Third, God calls the least-likely people to be instruments of his will. In the Bible I think particularly of Isaiah’s prophecy around 700BC, concerning ‘His anointed’, his ‘messiah’. This person would act for God upon earth, conquering kingdoms, releasing the people of Israel from foreign exile, rebuilding Jerusalem and the Temple, and shepherding His people. God would go before him – even hold his hand, Isaiah writes – giving him fame, riches and power as only God can. Who did he mean? Jesus Christ? Josiah? Ezra? Nehemiah? Judas Maccabaeus? Not at all. Through Isaiah, God prophesies His anointed will be none other than Cyrus the Great, King of Persia! In other words God chose a pagan ruler, a man of bloody conquests and cut-throat politics, to be his anointed servant and the shepherd of his people. [cf. Isaiah 44]. God is never afraid to dirty his hands when it comes to choosing those for whom he has a special task.

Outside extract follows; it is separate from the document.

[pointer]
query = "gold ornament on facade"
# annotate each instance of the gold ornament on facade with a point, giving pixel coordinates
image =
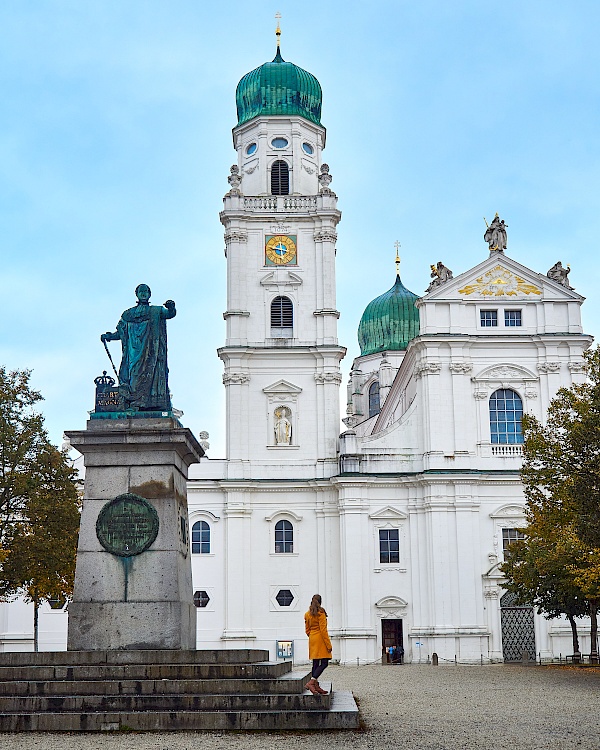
(499, 282)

In the same way Jesus went for his first disciples not to the learned and wise of his day, not to the professional religious men of temple and synagogue, but to simple fishermen, humble countrymen – and Matthew, the hated tax collector. And time and again he compared those the world despises – like the tax collector in the parable, whose heartfelt prayer was heard, with those who are religious on the outside but inside are totally conformed to the spirit of this passing age. And that means, even though you might think you are the least talented, the least gifted, and the most unlikely person here this morning to be needed or used by God, you are probably exactly the person he needs to do this or attempt that for him. He needs you: it is as simple as that. And whenever you or I are tempted to look down upon anyone – to get a bit ‘up ourselves’, as they say these days – then we need to ask quietly under our breath ‘Tax collector or Pharisee?’ On the answer to that question our whole salvation may depend.